映画館、試写会での鑑賞の他に、映画祭の記事も載せています。他に、舞台なども好きなので、そちらも読んでください。私の趣味満載のブログです。文句などがあっても、お手柔らかに。コメントなど、反映に長くて1日かかる場合がございます。申し訳ありません。待っていて下さいね。カメ

ペタを一時中断させていただいています。スミマセン。

 

「ひゃくえむ。」

 

を観てきました。

 

ストーリーは、

生まれつき足が速く、優遇されてきたトガシと、つらい現実を忘れるため走り続けていた転校生の小宮。二人は放課後に練習を重ねていく。いつしか2人は100メートル走を通じてライバルとも親友ともいえる関係となる。

というお話です。

 

 

生まれつき足が速く、「友達」も「居場所」も手に入れてきたトガシと、辛い現実を忘れるため、ただがむしゃらに走っていた転校生の小宮。トガシは、そんな小宮に速く走る方法を教え、放課後2 人で練習を重ねる。しかし小宮は突然に親の都合で転校してしまい、トガシとはそのまま別れてしまう。
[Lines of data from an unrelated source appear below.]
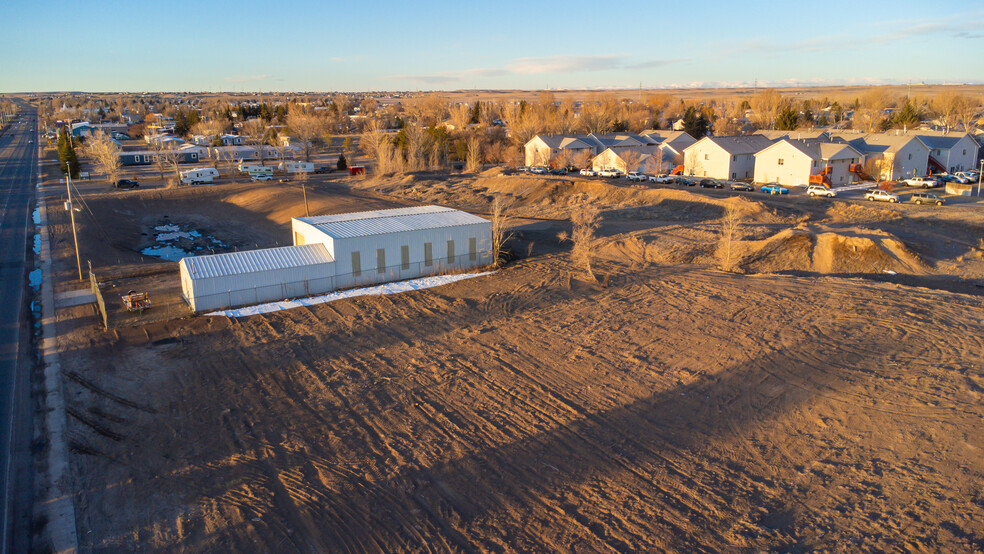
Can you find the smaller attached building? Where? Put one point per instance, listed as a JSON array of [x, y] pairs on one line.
[[248, 277]]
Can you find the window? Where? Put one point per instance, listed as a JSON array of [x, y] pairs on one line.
[[356, 264]]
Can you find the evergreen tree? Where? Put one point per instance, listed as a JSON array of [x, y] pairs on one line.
[[788, 119], [906, 116], [695, 123]]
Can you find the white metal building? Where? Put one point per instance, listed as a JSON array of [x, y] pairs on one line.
[[339, 251], [247, 277], [402, 243]]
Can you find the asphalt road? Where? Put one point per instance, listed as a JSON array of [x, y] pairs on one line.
[[18, 165]]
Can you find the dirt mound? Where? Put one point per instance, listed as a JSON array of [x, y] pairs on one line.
[[821, 251]]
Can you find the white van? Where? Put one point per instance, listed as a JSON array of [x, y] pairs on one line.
[[296, 167], [199, 175]]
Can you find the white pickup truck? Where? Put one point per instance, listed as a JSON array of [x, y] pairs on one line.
[[920, 181]]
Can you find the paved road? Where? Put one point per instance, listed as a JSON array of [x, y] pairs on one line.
[[18, 164]]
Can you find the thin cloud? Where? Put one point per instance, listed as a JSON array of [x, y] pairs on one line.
[[536, 66], [246, 78]]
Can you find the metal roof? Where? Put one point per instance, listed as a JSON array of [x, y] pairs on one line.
[[255, 261], [397, 220]]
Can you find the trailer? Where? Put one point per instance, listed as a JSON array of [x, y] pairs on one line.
[[199, 176], [296, 167]]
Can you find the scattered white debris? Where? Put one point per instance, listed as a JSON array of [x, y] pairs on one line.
[[385, 288]]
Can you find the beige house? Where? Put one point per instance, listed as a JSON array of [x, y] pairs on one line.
[[724, 157], [791, 162], [894, 157]]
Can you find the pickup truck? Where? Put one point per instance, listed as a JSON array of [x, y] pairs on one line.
[[817, 190], [920, 181], [774, 189], [881, 196]]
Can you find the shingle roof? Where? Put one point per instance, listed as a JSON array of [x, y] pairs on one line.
[[397, 220], [255, 261]]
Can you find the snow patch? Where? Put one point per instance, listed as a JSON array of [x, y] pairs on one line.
[[385, 288]]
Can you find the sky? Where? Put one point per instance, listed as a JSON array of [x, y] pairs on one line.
[[302, 45]]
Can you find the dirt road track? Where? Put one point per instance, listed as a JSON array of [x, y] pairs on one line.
[[678, 408]]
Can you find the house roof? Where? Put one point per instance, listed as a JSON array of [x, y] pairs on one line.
[[745, 144], [256, 261], [397, 220]]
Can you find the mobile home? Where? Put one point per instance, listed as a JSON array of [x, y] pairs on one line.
[[199, 175]]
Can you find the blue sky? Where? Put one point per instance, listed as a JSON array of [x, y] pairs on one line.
[[382, 45]]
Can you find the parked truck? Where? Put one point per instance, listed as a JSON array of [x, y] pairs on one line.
[[296, 167], [199, 176]]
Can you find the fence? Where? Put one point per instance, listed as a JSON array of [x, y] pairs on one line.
[[368, 276]]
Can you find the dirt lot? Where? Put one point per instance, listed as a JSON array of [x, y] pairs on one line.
[[808, 401]]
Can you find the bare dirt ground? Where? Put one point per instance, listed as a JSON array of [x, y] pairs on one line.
[[809, 401]]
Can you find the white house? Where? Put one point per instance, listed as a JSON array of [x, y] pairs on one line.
[[893, 156], [951, 153], [724, 157], [791, 162]]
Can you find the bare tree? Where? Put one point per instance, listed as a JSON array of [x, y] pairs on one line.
[[501, 220], [305, 127], [584, 223], [105, 155], [255, 132], [473, 161], [730, 234]]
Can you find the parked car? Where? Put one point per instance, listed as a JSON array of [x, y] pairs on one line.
[[881, 196], [921, 181], [818, 190], [774, 189], [926, 198]]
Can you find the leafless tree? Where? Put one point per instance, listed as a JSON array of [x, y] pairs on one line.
[[584, 223], [305, 127], [473, 161], [255, 132], [501, 220], [105, 155], [731, 225]]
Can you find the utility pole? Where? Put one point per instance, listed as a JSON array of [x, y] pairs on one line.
[[71, 211]]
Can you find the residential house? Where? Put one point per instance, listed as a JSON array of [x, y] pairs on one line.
[[951, 152], [893, 156], [791, 162], [724, 157]]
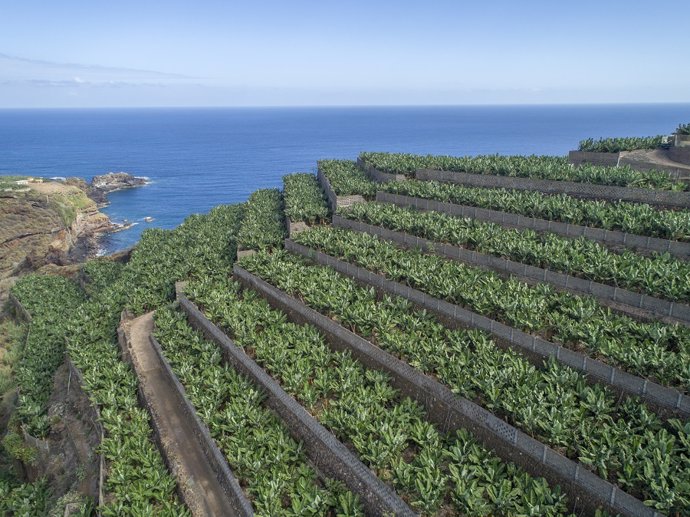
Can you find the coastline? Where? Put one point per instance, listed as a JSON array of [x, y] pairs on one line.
[[55, 224]]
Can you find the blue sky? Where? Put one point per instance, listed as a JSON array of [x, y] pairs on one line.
[[223, 53]]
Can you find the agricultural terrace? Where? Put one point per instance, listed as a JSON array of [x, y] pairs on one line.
[[273, 304]]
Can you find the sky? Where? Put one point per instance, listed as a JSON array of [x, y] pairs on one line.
[[309, 53]]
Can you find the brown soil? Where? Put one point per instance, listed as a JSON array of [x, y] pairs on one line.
[[185, 457]]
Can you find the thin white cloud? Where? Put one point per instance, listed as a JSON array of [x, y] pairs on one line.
[[44, 64]]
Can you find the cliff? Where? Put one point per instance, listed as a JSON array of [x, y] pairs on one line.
[[52, 223]]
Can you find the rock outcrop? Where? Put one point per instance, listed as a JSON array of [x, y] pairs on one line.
[[54, 223], [102, 185]]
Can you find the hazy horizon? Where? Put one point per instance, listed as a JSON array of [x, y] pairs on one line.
[[311, 54]]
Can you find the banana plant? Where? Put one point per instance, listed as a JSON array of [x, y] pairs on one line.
[[637, 218], [615, 145], [263, 226], [658, 275], [304, 199], [651, 349], [347, 179], [388, 431], [553, 403], [542, 167]]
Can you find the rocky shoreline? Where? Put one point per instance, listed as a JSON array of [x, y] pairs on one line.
[[54, 224]]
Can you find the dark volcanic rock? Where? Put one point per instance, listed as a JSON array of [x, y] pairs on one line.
[[101, 185]]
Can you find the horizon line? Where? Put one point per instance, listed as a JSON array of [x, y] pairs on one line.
[[319, 106]]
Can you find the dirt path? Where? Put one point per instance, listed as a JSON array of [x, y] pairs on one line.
[[200, 488], [656, 158]]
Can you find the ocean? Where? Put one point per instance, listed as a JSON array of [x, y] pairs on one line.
[[198, 158]]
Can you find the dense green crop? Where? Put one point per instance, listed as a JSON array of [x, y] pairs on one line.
[[615, 145], [204, 245], [554, 404], [432, 471], [304, 199], [26, 499], [655, 350], [658, 275], [263, 226], [266, 461], [638, 218], [347, 179], [100, 274], [543, 167], [50, 300], [137, 481]]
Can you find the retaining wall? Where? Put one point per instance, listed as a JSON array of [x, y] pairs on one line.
[[627, 301], [377, 175], [450, 412], [606, 237], [19, 309], [295, 227], [586, 190], [214, 456], [236, 498], [334, 201], [680, 154], [663, 399], [605, 159], [94, 417], [328, 454]]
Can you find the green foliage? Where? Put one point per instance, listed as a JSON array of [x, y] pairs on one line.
[[271, 466], [658, 275], [137, 481], [650, 349], [12, 338], [347, 179], [304, 199], [543, 167], [434, 472], [50, 300], [25, 500], [263, 226], [101, 274], [554, 404], [638, 218], [204, 245], [683, 129], [615, 145], [17, 448]]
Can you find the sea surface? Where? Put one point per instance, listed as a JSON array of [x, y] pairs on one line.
[[199, 158]]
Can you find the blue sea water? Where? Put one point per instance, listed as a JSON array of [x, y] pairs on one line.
[[199, 158]]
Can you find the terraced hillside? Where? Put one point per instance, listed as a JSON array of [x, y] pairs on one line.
[[415, 346]]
中学でも陸上を続けていたトガシだが、プレッシャーから記録が出なくなり、高校入学と同時に陸上から遠ざかってしまう。そんな時、廃部寸前の陸上部から誘いがあり、走る楽しさを思い出してまた走ることに。



 

一方、打ち込むものを見つけ100m走で貪欲に記録を追うようになる小宮。一般から陸上の強豪校に入学し、陸上部に入部した小宮は直ぐに注目を浴び、一躍スターとなっていく。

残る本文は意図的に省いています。